# [OFF] Augmenter portée d'une carte WiFi

## Martin.

Kirikikoooooo,

J'ai besoin de toute votre ingéniosité.

En fait, je possède une vieille carte WiFi PCMCIA Zyxel ZyAir B-100 (Wireless B) dont je me sers sur ma ruine portable. Le problème est que l'émetteur est à l'étage, et moi, en rez, je ne reçois rien  :Very Happy: 

Donc je me demandais si l'un de vous avait une idée pour augmenter sa portée de réception ?

Ou bien alors si l'un de vous a un équivalent moderne (Wireless G disponible), peu onéreux (15E ?  :Very Happy: ) et qui fonctionne directement sous Linux (la machine est sujette à des réinstallations fréquentes), alors je suis preneur  :Very Happy: 

Merci.

----------

## -KuRGaN-

Et ben déjà, tu pourrai regarder au niveau de l'emetteur s'il est capable de faire tourner un firware alternatif qui permette de bosster ses capacités d'origine ou bien regarder au niveau des antennes avec un peu plus de gain.

----------

## _Seth_

 *Martin. wrote:*   

> J'ai besoin de toute votre ingéniosité.

 

pas de problème  :Cool: 

----------

## razer

 *_Seth_ wrote:*   

>  *Martin. wrote:*   J'ai besoin de toute votre ingéniosité. 
> 
> pas de problème 

 

 :Idea:   Alors là, chapeau   :Idea: 

----------

## nico_calais

Normalement, lorsque tu diminue le débit, tu augmentes la portée.

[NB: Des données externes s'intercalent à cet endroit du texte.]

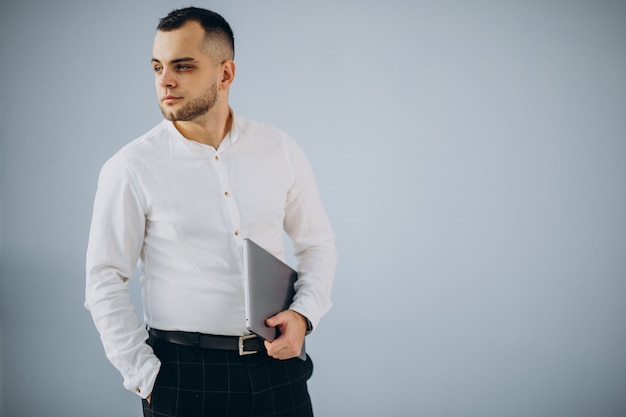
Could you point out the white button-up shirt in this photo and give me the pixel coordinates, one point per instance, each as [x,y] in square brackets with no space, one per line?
[180,211]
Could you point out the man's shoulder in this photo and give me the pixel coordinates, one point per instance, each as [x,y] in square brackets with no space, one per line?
[248,126]
[148,142]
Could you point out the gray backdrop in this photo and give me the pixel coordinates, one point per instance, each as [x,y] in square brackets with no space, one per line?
[472,156]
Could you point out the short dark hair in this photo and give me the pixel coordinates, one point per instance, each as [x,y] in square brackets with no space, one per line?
[216,28]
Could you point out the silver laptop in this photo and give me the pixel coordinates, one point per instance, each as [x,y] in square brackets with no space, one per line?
[269,289]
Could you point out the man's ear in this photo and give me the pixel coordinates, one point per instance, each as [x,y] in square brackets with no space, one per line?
[228,74]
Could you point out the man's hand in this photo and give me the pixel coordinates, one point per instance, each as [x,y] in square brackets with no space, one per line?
[292,327]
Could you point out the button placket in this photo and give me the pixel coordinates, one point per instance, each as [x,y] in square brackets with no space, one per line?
[231,206]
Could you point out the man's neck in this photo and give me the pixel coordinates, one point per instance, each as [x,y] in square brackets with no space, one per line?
[210,129]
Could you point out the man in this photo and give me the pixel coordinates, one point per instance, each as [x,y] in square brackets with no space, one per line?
[179,201]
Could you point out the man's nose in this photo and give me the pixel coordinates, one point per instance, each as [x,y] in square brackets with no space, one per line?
[167,79]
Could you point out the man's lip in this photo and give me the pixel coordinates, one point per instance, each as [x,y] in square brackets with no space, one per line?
[170,99]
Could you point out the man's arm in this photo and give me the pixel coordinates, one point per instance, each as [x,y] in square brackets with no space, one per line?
[115,242]
[308,226]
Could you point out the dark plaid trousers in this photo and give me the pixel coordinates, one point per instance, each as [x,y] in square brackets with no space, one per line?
[206,382]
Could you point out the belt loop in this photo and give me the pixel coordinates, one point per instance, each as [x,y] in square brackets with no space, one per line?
[196,343]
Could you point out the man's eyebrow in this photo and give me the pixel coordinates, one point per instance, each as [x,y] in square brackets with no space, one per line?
[177,60]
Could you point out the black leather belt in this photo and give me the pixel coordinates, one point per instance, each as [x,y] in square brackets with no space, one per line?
[245,345]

Donc, si tu passe à 1Mb/s, tu devrais obtenir la portée maximale.

Tu dois pouvoir gérer ça via le point d'accès et sous ton nux.

----------

## truc

 *nico_calais wrote:*   

> Normalement, lorsque tu diminue le débit, tu augmentes la portée. Donc, si tu passe à 1Mb/s, tu devrais obtenir la portée maximale.
> 
> Tu dois pouvoir gérer ça via le point d'accès et sous ton nux.

 

Euh, je n'ai peut-être rien compris, mais je croyais que la diminution était plutôt une conséquence de l'éloignement par rapport au point d'accès. et que diminuer le débit au niveau de ce point d'accès ne ferai que de diminuer encore plus le débit  lorsqu'on s'en éloigne  :Question:   :Confused: 

----------

## nico_calais

 *truc wrote:*   

>  *nico_calais wrote:*   Normalement, lorsque tu diminue le débit, tu augmentes la portée. Donc, si tu passe à 1Mb/s, tu devrais obtenir la portée maximale.
> 
> Tu dois pouvoir gérer ça via le point d'accès et sous ton nux. 
> 
> Euh, je n'ai peut-être rien compris, mais je croyais que la diminution était plutôt une conséquence de l'éloignement par rapport au point d'accès. et que diminuer le débit au niveau de ce point d'accès ne ferai que de diminuer encore plus le débit  lorsqu'on s'en éloigne  

 

Je me rappelle que sur les points d'accès cisco, lorsque l'on en avait une douzaine dans un bâtiment, on jouait sur les débits pour donner aux clients une certaine portée. Au delà de cette portée, le client passait sur un autre point d'accès. 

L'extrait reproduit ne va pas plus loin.